Macduff strained and whimpered unheeded as Vail still held him with that subconscious grip on his collar. All three were staring open-mouthed at the sprawling figure on the bricks. For a space nobody spoke.

Then, with a start, as of one who comes out of a trance, Miss Gregg burst into hysterically rapid speech.

“I knew it all the time!” she volleyed. “I knew it all the time—clear in the back of my head where the true thoughts grow—the thoughts that are so true they don’t dare force themselves to the front of the mind where the everyday thinking is done. I knew it! There were no twins at all. There was only Osmun!”

The two others blinked stupidly at her. She rattled on with growing certainty:

“Osmun was the only one of the Creede twins to come back alive from France. I know it. There is no Clive Creede. There never has been since the war. He must have died over there. Stop and think, both of you! Did you ever see the two twins together since Osmun came from overseas? Not once. Did you?”

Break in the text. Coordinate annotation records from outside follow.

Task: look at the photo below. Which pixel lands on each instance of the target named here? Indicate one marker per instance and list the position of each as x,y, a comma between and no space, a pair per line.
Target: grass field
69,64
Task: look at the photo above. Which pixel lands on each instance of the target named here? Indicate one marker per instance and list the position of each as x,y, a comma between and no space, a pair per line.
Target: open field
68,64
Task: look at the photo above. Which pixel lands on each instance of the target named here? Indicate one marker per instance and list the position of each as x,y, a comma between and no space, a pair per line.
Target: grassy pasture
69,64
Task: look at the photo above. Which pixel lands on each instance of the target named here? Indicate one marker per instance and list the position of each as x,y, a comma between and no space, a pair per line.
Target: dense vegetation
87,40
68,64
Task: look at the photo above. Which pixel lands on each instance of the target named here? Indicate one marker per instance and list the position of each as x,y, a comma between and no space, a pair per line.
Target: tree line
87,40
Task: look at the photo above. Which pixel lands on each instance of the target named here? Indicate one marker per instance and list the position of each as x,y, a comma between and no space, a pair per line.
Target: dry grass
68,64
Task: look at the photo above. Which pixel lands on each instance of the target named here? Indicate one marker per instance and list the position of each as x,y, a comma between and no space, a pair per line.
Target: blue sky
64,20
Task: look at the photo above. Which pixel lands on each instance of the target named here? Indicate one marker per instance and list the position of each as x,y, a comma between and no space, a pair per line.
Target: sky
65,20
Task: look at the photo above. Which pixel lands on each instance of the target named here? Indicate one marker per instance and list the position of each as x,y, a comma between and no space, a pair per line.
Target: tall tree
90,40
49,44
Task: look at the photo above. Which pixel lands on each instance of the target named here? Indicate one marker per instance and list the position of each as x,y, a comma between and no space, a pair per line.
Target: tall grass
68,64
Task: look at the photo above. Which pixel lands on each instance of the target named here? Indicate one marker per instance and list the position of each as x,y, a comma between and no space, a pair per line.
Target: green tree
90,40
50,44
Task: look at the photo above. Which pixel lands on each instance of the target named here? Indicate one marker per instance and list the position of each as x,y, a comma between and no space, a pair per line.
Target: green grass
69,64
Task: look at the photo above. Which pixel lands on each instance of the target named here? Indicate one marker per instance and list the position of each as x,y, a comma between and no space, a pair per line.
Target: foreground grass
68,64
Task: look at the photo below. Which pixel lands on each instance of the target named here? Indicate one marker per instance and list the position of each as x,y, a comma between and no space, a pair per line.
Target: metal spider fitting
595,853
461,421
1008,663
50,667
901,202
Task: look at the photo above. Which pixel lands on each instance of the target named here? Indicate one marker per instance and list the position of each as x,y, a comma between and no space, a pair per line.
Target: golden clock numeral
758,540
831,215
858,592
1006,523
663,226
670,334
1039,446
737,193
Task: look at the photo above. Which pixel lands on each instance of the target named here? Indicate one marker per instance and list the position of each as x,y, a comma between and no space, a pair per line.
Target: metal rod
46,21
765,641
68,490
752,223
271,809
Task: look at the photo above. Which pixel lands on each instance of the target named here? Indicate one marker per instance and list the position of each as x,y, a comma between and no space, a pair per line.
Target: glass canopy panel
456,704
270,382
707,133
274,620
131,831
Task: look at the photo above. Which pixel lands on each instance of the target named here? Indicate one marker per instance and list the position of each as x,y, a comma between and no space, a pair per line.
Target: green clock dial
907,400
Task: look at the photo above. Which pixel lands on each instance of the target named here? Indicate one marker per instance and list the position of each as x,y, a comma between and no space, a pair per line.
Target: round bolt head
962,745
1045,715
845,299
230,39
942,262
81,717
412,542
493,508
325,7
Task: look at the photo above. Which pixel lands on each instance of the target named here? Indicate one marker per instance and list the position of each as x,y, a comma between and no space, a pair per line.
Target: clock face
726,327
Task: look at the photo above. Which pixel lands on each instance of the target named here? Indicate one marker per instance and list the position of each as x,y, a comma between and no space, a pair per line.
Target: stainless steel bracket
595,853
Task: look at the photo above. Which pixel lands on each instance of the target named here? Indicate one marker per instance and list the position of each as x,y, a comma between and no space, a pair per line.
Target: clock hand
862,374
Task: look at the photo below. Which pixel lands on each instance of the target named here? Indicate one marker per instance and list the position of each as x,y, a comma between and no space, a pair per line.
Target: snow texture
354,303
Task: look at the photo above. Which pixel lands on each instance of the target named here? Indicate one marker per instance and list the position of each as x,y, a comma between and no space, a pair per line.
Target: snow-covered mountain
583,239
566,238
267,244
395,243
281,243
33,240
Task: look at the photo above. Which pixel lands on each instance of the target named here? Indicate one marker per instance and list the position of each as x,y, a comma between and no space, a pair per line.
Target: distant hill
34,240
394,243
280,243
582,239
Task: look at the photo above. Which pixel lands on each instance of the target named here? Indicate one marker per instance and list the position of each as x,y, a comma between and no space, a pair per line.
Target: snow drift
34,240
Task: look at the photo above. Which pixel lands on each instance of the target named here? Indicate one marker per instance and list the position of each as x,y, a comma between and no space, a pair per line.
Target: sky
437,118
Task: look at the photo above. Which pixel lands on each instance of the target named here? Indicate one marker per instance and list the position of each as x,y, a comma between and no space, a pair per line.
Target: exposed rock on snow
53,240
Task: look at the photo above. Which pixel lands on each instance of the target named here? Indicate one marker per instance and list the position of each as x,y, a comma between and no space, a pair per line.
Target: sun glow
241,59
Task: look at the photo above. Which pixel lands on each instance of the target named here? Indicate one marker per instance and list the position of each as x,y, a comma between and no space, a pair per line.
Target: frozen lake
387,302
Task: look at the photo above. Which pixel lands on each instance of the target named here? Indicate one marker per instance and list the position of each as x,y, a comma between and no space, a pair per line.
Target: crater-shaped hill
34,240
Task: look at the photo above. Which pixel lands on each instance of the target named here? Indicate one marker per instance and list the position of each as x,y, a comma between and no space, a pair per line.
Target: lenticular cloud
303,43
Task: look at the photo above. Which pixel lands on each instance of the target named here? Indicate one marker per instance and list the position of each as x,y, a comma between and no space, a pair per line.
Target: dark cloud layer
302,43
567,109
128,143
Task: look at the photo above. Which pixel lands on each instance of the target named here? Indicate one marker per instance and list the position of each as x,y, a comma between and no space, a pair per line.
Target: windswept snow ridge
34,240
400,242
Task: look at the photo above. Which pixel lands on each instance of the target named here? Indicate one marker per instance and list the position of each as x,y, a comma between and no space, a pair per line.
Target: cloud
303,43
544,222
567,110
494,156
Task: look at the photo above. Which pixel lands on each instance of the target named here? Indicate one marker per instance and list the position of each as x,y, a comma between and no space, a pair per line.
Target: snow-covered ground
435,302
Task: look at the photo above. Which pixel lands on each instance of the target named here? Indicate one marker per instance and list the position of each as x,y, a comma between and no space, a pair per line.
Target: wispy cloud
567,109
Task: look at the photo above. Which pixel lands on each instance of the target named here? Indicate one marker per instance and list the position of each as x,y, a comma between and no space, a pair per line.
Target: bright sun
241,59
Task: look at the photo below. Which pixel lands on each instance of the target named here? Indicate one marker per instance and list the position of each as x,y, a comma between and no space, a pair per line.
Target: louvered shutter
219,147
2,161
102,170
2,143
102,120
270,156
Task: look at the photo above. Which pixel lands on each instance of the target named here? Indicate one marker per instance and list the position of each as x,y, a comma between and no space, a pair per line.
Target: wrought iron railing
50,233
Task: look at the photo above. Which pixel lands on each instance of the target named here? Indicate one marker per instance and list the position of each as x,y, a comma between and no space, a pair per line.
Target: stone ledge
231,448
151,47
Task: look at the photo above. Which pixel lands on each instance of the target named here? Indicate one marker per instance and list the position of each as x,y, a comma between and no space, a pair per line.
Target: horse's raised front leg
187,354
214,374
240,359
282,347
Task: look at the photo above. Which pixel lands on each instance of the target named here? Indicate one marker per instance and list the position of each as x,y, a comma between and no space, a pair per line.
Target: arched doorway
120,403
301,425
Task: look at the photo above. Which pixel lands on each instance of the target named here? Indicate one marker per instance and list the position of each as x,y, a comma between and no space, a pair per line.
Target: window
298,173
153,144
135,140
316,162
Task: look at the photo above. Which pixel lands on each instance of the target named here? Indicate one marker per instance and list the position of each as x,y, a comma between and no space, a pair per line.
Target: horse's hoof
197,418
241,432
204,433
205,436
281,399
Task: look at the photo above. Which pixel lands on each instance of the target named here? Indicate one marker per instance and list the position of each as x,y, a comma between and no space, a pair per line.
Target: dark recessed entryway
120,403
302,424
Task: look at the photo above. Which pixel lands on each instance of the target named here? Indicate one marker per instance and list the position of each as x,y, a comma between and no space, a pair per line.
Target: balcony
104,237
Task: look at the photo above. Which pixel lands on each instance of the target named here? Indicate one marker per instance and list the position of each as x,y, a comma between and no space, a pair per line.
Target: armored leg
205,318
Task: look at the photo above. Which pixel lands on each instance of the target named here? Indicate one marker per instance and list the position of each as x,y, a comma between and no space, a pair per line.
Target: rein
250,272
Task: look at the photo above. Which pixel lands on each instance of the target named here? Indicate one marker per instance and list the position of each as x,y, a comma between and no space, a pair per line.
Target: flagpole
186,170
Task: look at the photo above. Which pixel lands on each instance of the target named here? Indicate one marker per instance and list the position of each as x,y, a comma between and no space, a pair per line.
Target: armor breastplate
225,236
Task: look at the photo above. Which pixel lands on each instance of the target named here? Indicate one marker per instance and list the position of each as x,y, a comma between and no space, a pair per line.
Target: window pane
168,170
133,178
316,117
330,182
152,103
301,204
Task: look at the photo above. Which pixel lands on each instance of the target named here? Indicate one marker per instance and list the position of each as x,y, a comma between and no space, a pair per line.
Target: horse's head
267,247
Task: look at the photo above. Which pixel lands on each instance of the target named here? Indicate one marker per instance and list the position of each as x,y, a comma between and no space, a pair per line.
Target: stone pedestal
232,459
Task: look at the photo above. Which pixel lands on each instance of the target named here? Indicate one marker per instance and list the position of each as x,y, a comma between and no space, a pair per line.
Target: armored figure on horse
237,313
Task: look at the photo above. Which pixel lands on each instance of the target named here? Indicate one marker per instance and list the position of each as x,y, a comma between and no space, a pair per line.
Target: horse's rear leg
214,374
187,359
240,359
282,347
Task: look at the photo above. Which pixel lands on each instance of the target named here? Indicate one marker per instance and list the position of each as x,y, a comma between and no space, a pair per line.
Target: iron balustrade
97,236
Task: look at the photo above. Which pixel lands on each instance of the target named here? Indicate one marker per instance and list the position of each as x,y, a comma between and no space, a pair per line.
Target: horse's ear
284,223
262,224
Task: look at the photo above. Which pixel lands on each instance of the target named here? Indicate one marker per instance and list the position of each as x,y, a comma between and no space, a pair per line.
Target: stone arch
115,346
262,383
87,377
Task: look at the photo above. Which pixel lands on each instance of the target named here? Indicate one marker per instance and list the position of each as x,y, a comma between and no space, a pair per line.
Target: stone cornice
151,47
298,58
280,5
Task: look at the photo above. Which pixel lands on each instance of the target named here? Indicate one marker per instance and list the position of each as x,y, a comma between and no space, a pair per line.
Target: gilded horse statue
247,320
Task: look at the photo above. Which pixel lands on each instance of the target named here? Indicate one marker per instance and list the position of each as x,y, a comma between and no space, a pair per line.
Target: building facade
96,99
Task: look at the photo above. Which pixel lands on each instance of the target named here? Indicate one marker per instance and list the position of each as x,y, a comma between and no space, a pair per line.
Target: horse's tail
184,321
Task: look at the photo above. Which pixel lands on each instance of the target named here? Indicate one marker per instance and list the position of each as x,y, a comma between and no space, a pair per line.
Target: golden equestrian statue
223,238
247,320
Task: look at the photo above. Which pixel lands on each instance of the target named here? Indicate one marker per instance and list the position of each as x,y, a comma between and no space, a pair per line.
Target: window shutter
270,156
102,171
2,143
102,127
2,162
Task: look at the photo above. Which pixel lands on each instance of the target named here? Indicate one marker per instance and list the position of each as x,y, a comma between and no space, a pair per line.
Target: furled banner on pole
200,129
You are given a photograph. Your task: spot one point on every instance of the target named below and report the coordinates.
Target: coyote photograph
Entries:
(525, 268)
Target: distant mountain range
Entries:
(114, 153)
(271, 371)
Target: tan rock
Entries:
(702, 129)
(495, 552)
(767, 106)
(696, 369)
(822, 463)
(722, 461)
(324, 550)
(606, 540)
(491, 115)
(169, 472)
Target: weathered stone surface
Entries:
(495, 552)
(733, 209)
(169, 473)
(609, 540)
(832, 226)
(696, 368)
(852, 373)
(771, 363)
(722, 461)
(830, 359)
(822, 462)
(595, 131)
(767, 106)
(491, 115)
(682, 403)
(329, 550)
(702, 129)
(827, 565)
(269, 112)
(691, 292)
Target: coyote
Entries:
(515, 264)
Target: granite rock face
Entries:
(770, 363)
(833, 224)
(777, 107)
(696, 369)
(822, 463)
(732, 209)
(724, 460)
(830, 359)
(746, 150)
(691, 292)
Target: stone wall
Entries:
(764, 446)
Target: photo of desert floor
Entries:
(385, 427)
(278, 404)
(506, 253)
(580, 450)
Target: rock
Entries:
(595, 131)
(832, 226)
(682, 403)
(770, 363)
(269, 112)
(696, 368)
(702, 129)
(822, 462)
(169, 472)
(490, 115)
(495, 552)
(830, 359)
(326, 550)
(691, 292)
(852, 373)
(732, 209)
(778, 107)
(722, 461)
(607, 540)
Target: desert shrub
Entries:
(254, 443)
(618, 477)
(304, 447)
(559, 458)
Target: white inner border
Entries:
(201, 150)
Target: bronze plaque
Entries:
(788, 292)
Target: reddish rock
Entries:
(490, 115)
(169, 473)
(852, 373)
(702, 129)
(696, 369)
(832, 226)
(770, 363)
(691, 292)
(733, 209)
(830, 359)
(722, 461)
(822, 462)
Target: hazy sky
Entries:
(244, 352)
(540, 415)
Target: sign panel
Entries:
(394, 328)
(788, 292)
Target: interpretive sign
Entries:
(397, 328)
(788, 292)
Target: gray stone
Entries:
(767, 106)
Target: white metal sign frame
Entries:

“Good Lord!” sputtered the doctor. “Of course I have. Often. At—at least, I—I’m sure I must have. I—”

“She is right,” interposed Vail in something like awe, “I swear I believe she is right. I never stopped to think about it. But I can’t remember seeing them together once since—”

“It was Osmun, alone!” declared Miss Gregg. “He played both rôles. Though heaven alone knows why he should have done such a queer thing. And he worked it cleverly. Oh, Oz always had brains! Clive was supposed to live here at Rackrent Farm, while Oz lived at Canobie—those two who had never lived apart before! That was to make the dual rôle possible. He couldn’t have pretended they lived in the same house without the servants or some guest discovering there was only one of them. But a couple of miles apart he could divide his time between Rackrent and Canobie in a plausible enough way.”

“But—”

“Bald and lame and with a stoop and wearing thick spectacles he was Osmun. Erect and with a mass of hair falling over his forehead and no glasses he was Clive. There was no need to make up the face. They had been twins.”